Target, the second-largest U.S. discount chain, said Thursday that data for about 40 million debit and credit cards may have been wrongfully accessed from Nov. 27 to Dec. 15. Law enforcement, including the U.S. Secret Service, and the state attorneys general of New York and Massachusetts are investigating.

The breach occurred when a computer virus infected Target’s point-of-sale terminals, said a person who asked not to be identified because the investigation is private. Swiping cards had been considered safer than shopping online because the data is harder to steal, according to Dan Kaminsky, co-founder and chief scientist at White Ops, a cybersecurity firm in New York.

“Attacks of this scale are common, but attacks that get this class of data are unusual,” Kaminsky said. “It’s a war out there.”

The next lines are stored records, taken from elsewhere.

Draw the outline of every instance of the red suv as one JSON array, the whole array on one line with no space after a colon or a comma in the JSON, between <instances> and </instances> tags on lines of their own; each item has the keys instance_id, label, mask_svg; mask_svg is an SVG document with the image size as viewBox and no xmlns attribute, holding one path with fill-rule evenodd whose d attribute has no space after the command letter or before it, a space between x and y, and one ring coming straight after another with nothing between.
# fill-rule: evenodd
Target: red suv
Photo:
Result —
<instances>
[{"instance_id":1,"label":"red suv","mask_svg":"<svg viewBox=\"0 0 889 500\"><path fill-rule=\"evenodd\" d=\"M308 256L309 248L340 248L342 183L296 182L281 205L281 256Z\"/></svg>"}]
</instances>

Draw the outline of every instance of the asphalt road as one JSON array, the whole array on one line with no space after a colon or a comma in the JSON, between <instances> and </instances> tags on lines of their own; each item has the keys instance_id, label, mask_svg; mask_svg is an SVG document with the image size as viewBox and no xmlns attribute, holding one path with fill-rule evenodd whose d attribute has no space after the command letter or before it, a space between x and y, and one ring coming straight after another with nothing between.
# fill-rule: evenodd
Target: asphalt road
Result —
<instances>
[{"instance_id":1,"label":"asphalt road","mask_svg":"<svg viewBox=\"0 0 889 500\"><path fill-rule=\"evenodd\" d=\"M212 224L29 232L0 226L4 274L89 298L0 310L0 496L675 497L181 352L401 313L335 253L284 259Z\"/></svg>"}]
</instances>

The retailer was sued Friday in federal court in San Francisco by a Christmas shopper claiming she may have been exposed to identity theft.

Target said it does not comment on litigation.

While swiping devices have been hacked in the past, the incidents typically occurred at a single machine or store, not chain-wide, which is why this breach is troubling, Kaminsky said. Target said account numbers, expiration dates, cardholder names and credit verification value, or CVV, had been compromised. That kind of data could be used to make counterfeit credit cards, Kaminsky said.